Andrew Yurisich a collection of things

Git Off My Lawn

After working through a tricky situation in an intern’s git repository (her co-worker had literally squashed everything on master into one commit), I was asked how I did it. This led to some passing remarks from others participating in the conversation that almost everything I was showing her involved “bad, destructive commands”, and I immediately agreed. My git work flow is centered around many commands that online resources will tell you, quite bluntly, to never use. But many of those commands offer the most flexibility, granted you follow a couple of precautionary steps first.

Step One: Fork Every Project You Ever Work On.

This is just a good habit to get into. If I could, I would fork this blog, but since I’m both the owner and the only contributor, I can’t. Once you’ve forked a repository, add it as a remote.

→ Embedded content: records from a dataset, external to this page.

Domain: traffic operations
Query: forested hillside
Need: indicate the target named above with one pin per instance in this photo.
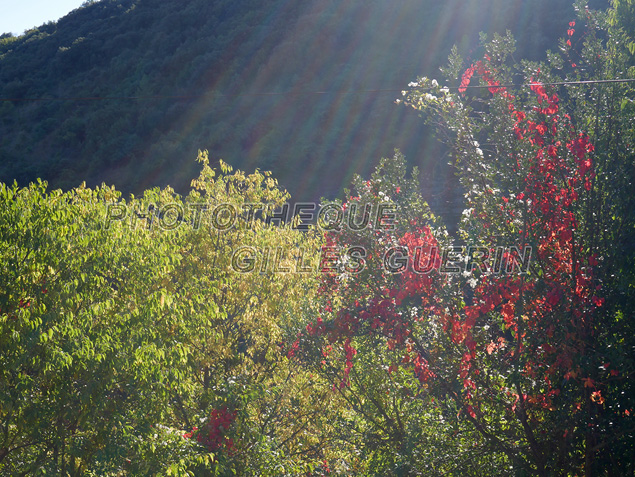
(127, 91)
(195, 332)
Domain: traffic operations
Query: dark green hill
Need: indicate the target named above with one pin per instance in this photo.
(274, 84)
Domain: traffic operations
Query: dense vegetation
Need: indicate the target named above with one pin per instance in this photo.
(199, 334)
(223, 55)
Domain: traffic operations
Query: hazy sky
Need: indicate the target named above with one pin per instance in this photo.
(19, 15)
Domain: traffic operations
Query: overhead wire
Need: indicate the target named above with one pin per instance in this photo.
(292, 93)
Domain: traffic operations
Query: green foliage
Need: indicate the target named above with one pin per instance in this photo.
(193, 67)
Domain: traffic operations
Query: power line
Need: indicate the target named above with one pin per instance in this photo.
(297, 93)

$> git clone projectYouForked && cd projectYouForked
...
$> git remote show origin
* remote origin
  Fetch URL: git@github.com:Droogans/projectYouForked.git
  Push  URL: git@github.com:Droogans/projectYouForked.git
  HEAD branch: master
...
$> git remote add upstream git@github.com:Org/projectYouForked.git

Once you have this set up, you can use this wonderful git update command, which requires that you have both an origin and upstream remote set up.

$> git update --help

git update is aliased to

git fetch --all --prune;
git cleanup;
git pull --rebase upstream master;
git push origin master;

What this command does is:

  1. Grab all new updates from every remote repository.
  2. Also, delete anything that has been deleted on their end, too
  3. Delete any branches on our remote that have been merged into master.
  4. Pull any new changes underneath our existing ones.
  5. Push our new copy of the project to our repository.

Make sure you’re on master when you run this, or you may inadvertently trigger a rebase on your current branch.

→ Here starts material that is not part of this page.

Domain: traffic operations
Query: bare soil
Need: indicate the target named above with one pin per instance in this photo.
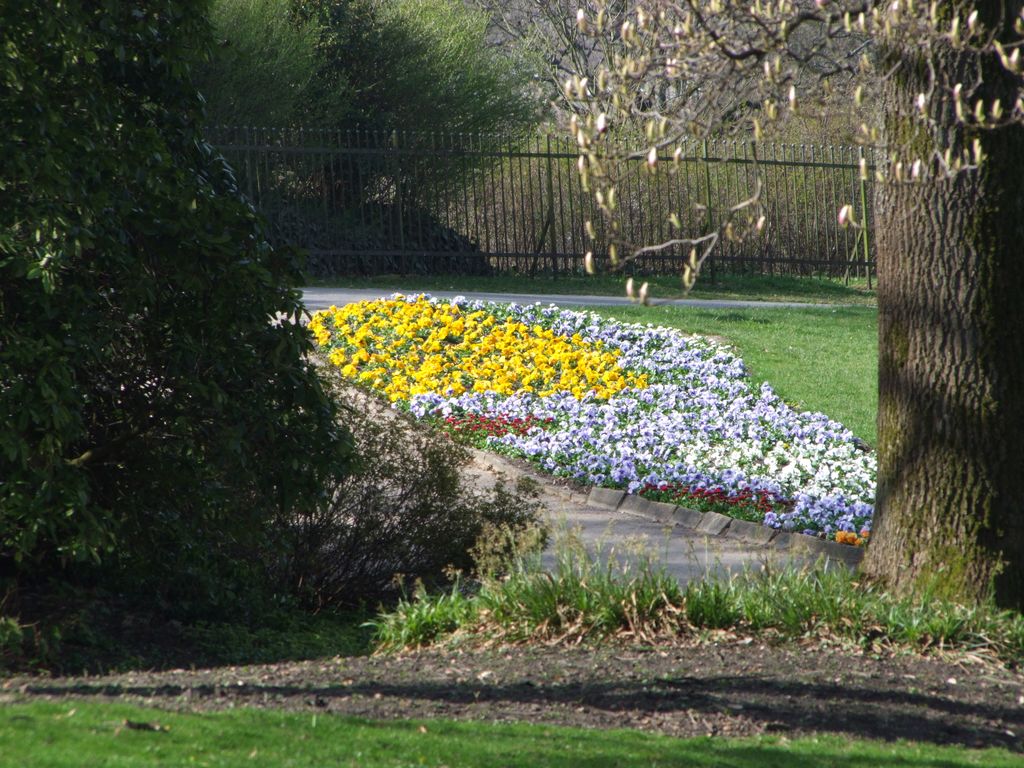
(727, 687)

The command git cleanup is alised to:

git branch --merged | grep  -v '\\\\*master' | xargs -n 1 git branch -d

This deletes the branches that have already been merged into master.

At this point, maintaining a fork becomes as easy as checking out master and running git update periodically. I actually have some projects with four remotes, and this works just fine in those instances, too.

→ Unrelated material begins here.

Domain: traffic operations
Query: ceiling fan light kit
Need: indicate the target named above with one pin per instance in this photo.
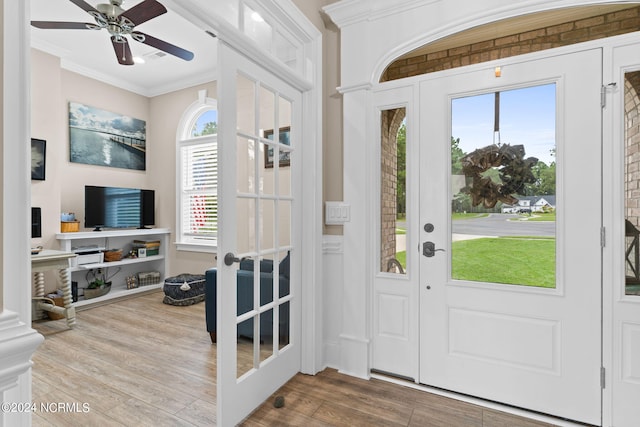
(121, 23)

Step Two: Make Branches for Everything.

This is a far less controversial suggestion than rewriting history. But, when combined with step one, you are pretty much assured that the number of people who will be relying on your history to be stable are limited to just you. I keep a pretty open policy with how I manage my teammates’ remotes and their branches: your remote, your branch, your history. Obviously, anyone who is going to alter the deeper history they inherited from the master branch is being very inconsiderate of the rest of the team.

Step Three: Rebase, Amend, and More

In the above example, we had an unusual situation. The intern I was helping had a pull request open against a master branch, that, earlier that day, had been squashed into one commit. Since this was a new project with less than twenty commits, I was understanding of this move, but not amused. Her pull request was no longer mergable. Github was telling her to checkout her branch, update it against master, and push it back to get it mergable again.

Her branch had about six commits on it, and another 8 beneath in, which came from an outdated version of the master branch. Those eight commits were now one. So first things first, I immediately saved what she had, and got her master branch in sync with github’s version of master.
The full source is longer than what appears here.